Personal information
- Full name: Thomas James Leehane
- Date of birth: 14 February 1928
- Date of death: 11 April 2019 (aged 91)
- Original team(s): East Brunswick YCW / North Melbourne CBC
- Height: 180 cm (5 ft 11 in)
- Weight: 83 kg (183 lb)
- Position(s): Defender

Playing career^{1}
- Years: Club / Games (Goals)
- 1948–1949: Carlton / 1 (0)
- 1950–1951: Essendon / 7 (0)
- Total:  / 8 (0)
- ^{1} Playing statistics correct to the end of 1951.

= Tom Leehane =

Australian rules footballer (1928–2019)

Thomas James Leehane (14 February 1928 – 11 April 2019) was an Australian rules footballer who played with Carlton and Essendon in the Victorian Football League (VFL).

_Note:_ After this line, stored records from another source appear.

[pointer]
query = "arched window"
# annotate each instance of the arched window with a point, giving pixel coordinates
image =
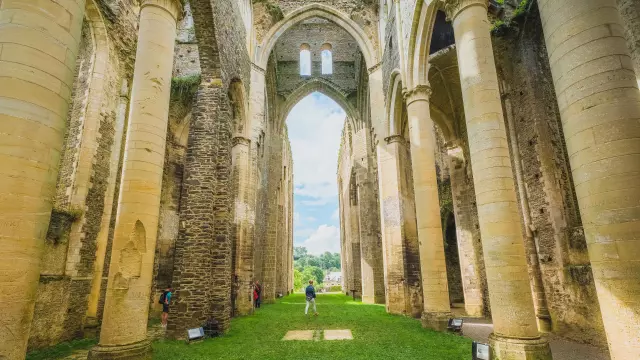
(327, 59)
(305, 60)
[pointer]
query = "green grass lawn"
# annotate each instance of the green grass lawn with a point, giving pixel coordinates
(377, 335)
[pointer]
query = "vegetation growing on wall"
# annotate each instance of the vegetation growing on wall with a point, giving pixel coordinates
(184, 88)
(274, 10)
(502, 26)
(60, 224)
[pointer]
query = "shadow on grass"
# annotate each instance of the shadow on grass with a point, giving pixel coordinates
(377, 335)
(61, 350)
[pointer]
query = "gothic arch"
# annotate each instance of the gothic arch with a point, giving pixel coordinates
(395, 106)
(324, 87)
(420, 42)
(311, 11)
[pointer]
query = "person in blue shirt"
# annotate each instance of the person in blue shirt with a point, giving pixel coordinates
(165, 300)
(311, 298)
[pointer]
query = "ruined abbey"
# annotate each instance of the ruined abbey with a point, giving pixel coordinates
(489, 164)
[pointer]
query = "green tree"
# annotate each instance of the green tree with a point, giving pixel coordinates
(299, 252)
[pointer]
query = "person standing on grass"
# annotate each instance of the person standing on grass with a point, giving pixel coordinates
(257, 289)
(311, 298)
(165, 300)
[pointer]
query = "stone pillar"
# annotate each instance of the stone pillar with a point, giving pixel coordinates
(354, 229)
(123, 334)
(516, 333)
(468, 236)
(243, 217)
(103, 235)
(38, 50)
(437, 308)
(599, 104)
(399, 233)
(370, 241)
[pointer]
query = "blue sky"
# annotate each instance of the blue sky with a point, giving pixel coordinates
(315, 125)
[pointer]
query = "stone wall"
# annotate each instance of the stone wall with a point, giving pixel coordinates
(530, 102)
(103, 63)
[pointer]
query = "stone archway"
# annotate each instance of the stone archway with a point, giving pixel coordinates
(312, 11)
(326, 88)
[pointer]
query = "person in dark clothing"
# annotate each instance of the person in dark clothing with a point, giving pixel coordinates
(257, 290)
(310, 291)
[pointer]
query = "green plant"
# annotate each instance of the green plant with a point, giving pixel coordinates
(184, 88)
(522, 8)
(60, 224)
(377, 335)
(274, 10)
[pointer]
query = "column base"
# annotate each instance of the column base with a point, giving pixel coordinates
(504, 348)
(435, 321)
(136, 351)
(544, 323)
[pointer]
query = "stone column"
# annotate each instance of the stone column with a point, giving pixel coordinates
(38, 50)
(469, 244)
(103, 235)
(437, 308)
(398, 230)
(354, 228)
(516, 333)
(123, 334)
(370, 240)
(600, 106)
(243, 217)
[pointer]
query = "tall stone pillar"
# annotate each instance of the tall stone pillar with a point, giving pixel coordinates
(469, 244)
(399, 233)
(437, 307)
(103, 235)
(600, 106)
(243, 218)
(123, 334)
(370, 240)
(356, 253)
(38, 50)
(516, 333)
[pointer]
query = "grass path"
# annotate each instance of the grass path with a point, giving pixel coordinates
(377, 335)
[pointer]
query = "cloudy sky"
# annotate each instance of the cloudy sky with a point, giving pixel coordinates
(315, 125)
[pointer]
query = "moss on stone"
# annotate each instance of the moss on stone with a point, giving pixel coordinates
(274, 10)
(60, 224)
(184, 88)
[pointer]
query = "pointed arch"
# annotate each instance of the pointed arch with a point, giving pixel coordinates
(326, 88)
(312, 11)
(420, 42)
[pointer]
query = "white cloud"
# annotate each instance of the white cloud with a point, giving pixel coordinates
(315, 125)
(325, 238)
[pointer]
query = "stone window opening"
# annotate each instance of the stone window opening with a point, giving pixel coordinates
(327, 59)
(305, 60)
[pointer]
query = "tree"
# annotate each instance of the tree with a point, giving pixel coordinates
(299, 252)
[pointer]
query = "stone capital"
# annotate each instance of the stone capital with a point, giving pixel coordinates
(395, 139)
(240, 140)
(454, 7)
(419, 92)
(173, 7)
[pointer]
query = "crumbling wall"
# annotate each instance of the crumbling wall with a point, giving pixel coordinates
(363, 13)
(523, 67)
(70, 249)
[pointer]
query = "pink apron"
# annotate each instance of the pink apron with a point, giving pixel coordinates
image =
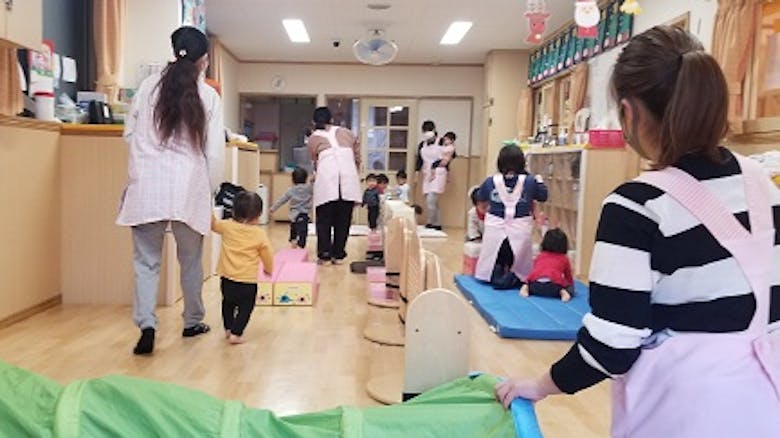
(430, 153)
(337, 174)
(517, 230)
(709, 384)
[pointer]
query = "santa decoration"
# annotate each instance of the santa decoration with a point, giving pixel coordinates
(587, 16)
(631, 7)
(537, 20)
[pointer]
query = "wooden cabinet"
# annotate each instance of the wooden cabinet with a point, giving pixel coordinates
(22, 23)
(578, 180)
(242, 165)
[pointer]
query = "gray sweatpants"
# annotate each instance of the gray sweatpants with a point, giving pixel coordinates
(147, 251)
(432, 205)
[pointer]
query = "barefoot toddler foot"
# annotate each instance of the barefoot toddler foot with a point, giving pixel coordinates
(524, 291)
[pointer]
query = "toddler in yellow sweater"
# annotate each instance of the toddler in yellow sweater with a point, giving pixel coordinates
(244, 245)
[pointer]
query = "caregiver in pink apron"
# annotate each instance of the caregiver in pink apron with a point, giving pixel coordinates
(684, 282)
(176, 146)
(336, 155)
(505, 258)
(434, 181)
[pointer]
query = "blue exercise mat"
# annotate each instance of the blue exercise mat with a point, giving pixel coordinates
(524, 416)
(512, 316)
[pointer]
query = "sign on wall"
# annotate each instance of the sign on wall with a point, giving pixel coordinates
(193, 13)
(568, 48)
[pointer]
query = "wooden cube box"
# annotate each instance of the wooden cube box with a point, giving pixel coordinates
(265, 286)
(296, 285)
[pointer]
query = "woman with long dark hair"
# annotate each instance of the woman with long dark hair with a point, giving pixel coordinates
(176, 141)
(684, 281)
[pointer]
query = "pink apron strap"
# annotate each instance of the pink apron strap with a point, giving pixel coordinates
(719, 221)
(510, 200)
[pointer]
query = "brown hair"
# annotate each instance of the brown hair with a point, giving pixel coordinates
(247, 206)
(682, 87)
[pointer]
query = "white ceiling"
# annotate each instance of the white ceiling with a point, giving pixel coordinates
(252, 29)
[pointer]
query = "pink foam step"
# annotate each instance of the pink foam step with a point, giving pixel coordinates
(376, 275)
(374, 241)
(469, 265)
(296, 284)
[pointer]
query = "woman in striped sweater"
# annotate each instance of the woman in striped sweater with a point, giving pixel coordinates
(685, 277)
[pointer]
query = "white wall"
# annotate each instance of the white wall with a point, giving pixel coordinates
(367, 81)
(230, 101)
(702, 18)
(506, 72)
(147, 31)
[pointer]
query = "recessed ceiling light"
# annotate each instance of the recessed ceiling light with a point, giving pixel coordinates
(456, 32)
(296, 31)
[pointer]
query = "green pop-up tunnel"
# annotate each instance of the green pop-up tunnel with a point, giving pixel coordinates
(119, 406)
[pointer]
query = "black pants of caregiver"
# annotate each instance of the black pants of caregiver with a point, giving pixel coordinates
(333, 221)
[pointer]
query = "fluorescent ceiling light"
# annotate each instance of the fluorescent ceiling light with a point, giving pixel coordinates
(456, 32)
(296, 31)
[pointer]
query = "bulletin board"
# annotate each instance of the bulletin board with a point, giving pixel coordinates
(566, 49)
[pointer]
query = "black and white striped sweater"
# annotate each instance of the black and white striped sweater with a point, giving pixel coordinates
(656, 269)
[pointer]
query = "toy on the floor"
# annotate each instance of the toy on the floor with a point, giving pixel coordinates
(437, 334)
(31, 405)
(437, 349)
(412, 271)
(374, 250)
(511, 316)
(265, 283)
(409, 285)
(296, 284)
(378, 293)
(394, 252)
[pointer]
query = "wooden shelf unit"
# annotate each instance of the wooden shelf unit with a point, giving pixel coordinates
(578, 180)
(557, 168)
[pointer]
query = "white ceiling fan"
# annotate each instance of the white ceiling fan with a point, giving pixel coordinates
(375, 49)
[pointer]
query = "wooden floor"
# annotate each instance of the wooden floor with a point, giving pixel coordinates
(295, 359)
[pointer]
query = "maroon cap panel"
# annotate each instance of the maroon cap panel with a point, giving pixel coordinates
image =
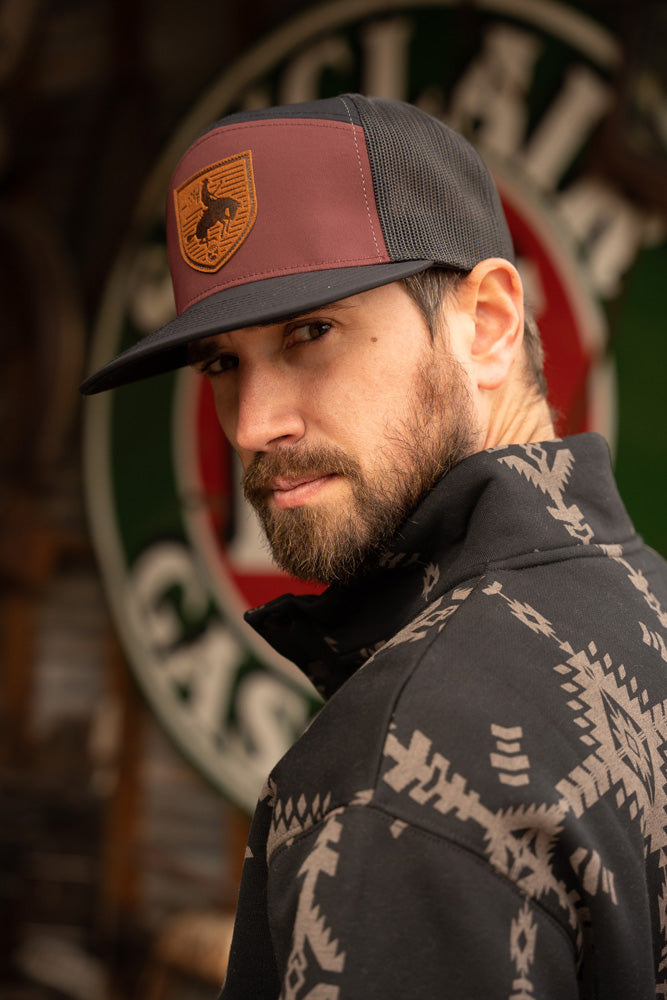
(261, 199)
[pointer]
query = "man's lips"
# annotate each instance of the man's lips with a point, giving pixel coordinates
(294, 491)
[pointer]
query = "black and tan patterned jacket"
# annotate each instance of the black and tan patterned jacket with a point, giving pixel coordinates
(478, 811)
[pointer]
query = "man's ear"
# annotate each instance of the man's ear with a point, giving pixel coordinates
(495, 298)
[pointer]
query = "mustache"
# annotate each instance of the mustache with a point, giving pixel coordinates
(292, 462)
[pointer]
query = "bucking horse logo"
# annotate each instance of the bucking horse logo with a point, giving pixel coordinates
(215, 211)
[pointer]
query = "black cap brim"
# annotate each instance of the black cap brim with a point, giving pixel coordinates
(234, 308)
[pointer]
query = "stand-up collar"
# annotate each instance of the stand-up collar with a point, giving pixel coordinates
(515, 504)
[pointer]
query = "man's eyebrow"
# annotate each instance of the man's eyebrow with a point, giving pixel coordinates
(207, 347)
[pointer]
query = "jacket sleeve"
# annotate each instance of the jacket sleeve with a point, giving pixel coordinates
(376, 908)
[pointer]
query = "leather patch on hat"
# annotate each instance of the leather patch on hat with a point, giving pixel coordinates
(215, 211)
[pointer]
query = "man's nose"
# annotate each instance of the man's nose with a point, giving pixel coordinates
(269, 410)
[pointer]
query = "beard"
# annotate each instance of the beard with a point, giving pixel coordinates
(332, 543)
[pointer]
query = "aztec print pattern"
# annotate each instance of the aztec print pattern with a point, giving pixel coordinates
(379, 779)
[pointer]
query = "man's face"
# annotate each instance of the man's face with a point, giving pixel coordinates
(344, 418)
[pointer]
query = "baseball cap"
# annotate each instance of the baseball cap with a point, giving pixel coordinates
(277, 211)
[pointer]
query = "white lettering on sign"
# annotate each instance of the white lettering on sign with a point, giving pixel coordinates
(492, 94)
(386, 58)
(164, 594)
(564, 129)
(608, 227)
(301, 78)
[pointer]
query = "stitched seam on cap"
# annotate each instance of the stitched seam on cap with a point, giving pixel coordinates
(242, 126)
(277, 272)
(363, 179)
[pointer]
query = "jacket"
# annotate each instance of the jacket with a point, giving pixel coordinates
(478, 810)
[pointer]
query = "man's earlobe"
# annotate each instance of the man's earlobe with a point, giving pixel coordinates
(499, 317)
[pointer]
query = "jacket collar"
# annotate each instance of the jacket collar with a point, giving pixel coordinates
(504, 506)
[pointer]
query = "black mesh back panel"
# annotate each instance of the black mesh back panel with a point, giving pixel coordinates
(434, 196)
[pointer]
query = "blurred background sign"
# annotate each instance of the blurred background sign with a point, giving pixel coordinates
(536, 88)
(124, 812)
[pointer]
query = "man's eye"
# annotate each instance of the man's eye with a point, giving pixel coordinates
(304, 332)
(218, 366)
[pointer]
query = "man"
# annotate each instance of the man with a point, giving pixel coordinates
(479, 808)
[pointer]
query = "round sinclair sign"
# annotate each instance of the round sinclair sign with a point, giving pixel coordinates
(181, 554)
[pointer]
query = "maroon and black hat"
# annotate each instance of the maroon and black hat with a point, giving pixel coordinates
(281, 210)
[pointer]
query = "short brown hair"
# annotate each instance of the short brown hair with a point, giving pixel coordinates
(430, 288)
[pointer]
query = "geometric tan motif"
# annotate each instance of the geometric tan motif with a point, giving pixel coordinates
(654, 641)
(629, 741)
(511, 764)
(523, 934)
(552, 480)
(312, 936)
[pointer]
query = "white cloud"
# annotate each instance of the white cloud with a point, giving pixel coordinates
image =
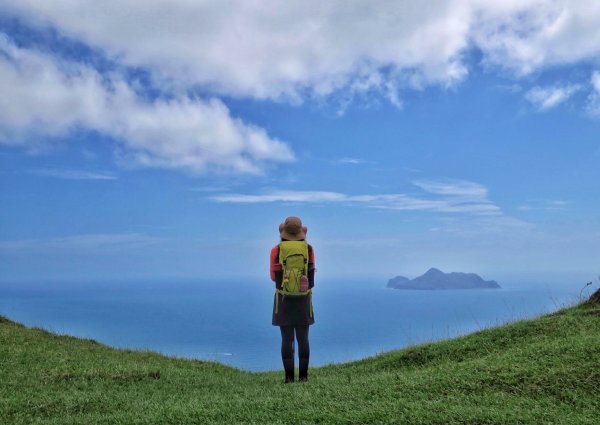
(593, 103)
(289, 49)
(544, 98)
(42, 96)
(353, 161)
(462, 197)
(454, 188)
(74, 174)
(80, 242)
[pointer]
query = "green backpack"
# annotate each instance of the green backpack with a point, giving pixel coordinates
(293, 257)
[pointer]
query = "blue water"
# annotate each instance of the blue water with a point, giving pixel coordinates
(230, 321)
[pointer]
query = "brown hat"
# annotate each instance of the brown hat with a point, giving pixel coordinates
(292, 229)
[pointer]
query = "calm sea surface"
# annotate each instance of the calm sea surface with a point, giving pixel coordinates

Leehane started out at Carlton in 1945, playing for the thirds. He only played one senior game for them, in the 1948 VFL season. After not featuring in the 1949 season, Leehane crossed to Essendon and appeared in four games in 1950 and another three in 1951.

In 1952, Leehane played with Port Melbourne and was member of their 1953 premiership team. The following year he captain-coached Boort to a premiership and would also coach St Arnaud to a premiership in 1958.